HEAT TRANSFER ENHANCEMENT AND SCALE FORMATION: EXPERIMENTAL STUDIES IN FALLING FILM EVAPORATORS USING COPPER METAL FOAM

Abstract

Performance enhancement of horizontal tube falling film evaporators using thin metal foam was studied. A copper foam was brazed over the outer surface of a copper horizontal tube and used in the falling film evaporator of a desalination system. It was observed that the distillate production and heat transfer rate was enhanced by more than twice with the modified tube. Effect of feed rate, feed temperature, and subcooling on distillate production was studied for the copper foam-wrapped heat exchanger tube evaporator.
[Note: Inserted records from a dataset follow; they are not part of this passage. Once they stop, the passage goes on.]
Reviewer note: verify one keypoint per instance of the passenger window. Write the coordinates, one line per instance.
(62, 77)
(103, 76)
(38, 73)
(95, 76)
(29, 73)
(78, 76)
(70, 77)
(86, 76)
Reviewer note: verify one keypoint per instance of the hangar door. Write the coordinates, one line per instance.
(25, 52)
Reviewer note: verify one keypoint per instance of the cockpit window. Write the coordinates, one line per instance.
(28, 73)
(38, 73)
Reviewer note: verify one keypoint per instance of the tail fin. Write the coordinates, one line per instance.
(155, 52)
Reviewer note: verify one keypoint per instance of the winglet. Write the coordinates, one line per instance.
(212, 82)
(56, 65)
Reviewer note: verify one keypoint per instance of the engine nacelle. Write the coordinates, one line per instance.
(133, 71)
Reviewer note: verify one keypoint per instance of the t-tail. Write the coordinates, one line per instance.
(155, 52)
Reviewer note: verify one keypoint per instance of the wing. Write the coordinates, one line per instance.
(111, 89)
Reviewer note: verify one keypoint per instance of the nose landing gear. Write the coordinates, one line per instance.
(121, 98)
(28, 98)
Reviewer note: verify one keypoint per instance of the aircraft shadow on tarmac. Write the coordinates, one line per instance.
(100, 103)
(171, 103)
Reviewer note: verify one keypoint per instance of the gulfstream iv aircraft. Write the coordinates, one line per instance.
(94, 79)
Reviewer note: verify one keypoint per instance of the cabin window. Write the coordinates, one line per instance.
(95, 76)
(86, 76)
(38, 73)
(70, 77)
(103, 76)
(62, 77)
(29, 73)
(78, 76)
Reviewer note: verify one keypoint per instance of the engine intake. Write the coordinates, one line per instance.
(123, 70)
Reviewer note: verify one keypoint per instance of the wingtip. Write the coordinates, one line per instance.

A metal foam-wrapped heat exchanger tube was also used to study the effect of scale formation. The effects of temperature, flow rate, and seawater turbidity on scale formation was studied. Total scale deposit weight was observed after every 16 h of operation for a total run time of 128 h. It was observed that scale formation reduces with an increase in flow rate and increases with seawater temperature. It was also observed that scale formation is lower when the system is operated with seawater of low turbidity. The heat transfer enhancement surface promotes scale formation due to the increase in metal surface area in contact with seawater as in the copper foam-wrapped tube. Energy-dispersive X-ray spectroscopy and scanning electron microscopy were applied to investigate the mineralogy and microstructure of the deposits.